Schultz v. Central Mortgage Co. (In Re Schultz)

58 B.R. 945 (1986)

In re Anna I. SCHULTZ, Debtor.
Anna I. SCHULTZ, Plaintiff,
v.
CENTRAL MORTGAGE CO., Defendant.

Bankruptcy No. 85-01928G, Adv. No. 85-0870G.

United States Bankruptcy Court, E.D. Pennsylvania.

March 27, 1986.

*946 Henry J. Sommer, Community Legal Services, Inc., Philadelphia, Pa., for debtor/plaintiff, Anna L. Schultz.

Ronald H. Isenberg, Cozen, Begier & O'Connor, Philadelphia, Pa., for defendant, Cent. Mortg. Co.

James J. O'Connell, Philadelphia, Pa., Trustee.

OPINION

EMIL F. GOLDHABER, Chief Judge:

The multiplicity of issues brought forth by a debtor's objection to a creditor's proof of claim centers around the debtor's contention that the claim should be reduced because the creditor (1) violated the Federal Truth-In-Lending Act, ("the TILA"), 15 U.S.C. 1601 (1976) et seq., (2) expended costs and attorney's fees in an improperly brought foreclosure proceeding and (3) exacted attorneys' fees in excess of the amount allowed in the mortgage agreement. For the reasons stated below, we find that the state foreclosure proceeding was properly brought, attorney's fees were limited to the amount specified in the mortgage agreement but the claim will be reduced due to a violation of the TILA.

The facts of this case are as follows:[1] In 1980 the debtor borrowed funds from the Central Mortgage Company ("Central") to finance the purchase of a home, in exchange for which the debtor granted Central a mortgage on the property which was insured by the Federal Housing Administration ("FHA").
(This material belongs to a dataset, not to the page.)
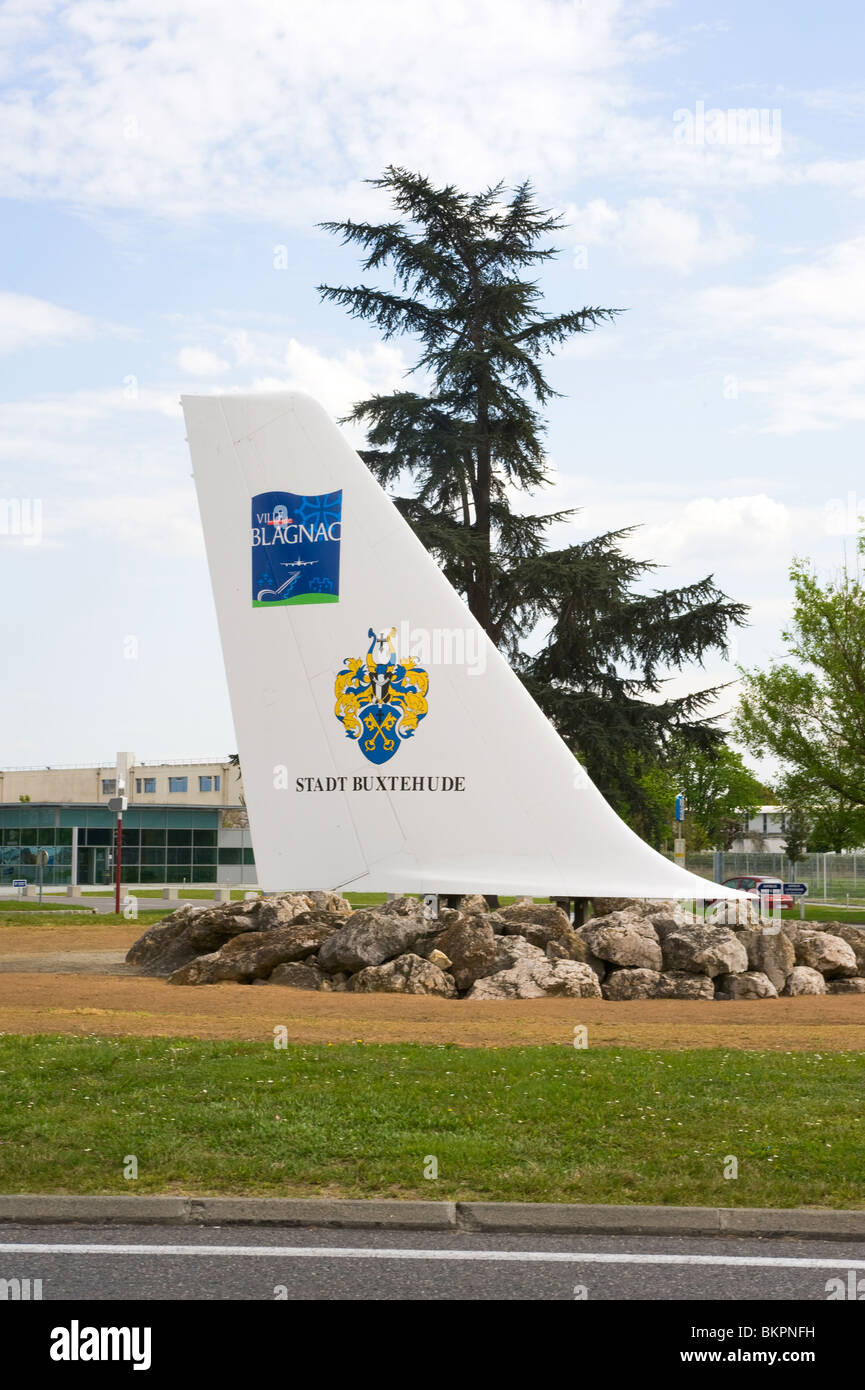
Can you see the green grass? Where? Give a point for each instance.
(79, 919)
(25, 905)
(544, 1123)
(819, 913)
The mortgage agreement contained a cap of 5% on attorney's fees for proceedings related to default. When the documents were exchanged, the debtor received a disclosure statement which indicated that the total finance charge on the loan was $14,196.36 but that figure did not include the cost of mortgage insurance which was exacted at a rate of $3.21 per month.
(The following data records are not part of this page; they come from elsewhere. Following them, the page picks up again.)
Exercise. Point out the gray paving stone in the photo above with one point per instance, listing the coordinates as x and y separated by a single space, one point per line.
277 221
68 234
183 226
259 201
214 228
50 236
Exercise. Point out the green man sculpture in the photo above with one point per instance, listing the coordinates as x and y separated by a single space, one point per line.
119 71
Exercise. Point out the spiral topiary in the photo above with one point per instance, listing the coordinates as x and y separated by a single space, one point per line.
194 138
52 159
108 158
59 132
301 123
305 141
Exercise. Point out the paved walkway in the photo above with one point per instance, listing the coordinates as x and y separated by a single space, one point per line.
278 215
Three years later, after apparently suffering financial hardship, the debtor defaulted on her mortgage payments. She subsequently filed a petition for the repayment of her debts under chapter 13 of the Bankruptcy Code ("the Code") and the state action was automatically stayed by 11 U.S.C. § 362(a). Central filed a proof of claim for $3,619.76 which included the arrearages due on the mortgage plus costs *947 and $1,040.80 for attorney's fees. The unpaid principal balance is currently $7,291.90.

The debtor duly objected to the proof of claim, (1) maintaining that the costs of the foreclosure proceeding should be excluded because the action was not properly brought under HUD guidelines for mortgage foreclosure, (2) asserting violations of the TILA that would allow the debtor to recoup $1,000.00 of the claimed amount, plus attorney's fees, and (3) claiming a reduction in attorney's fees to the 5% cap specified in the mortgage.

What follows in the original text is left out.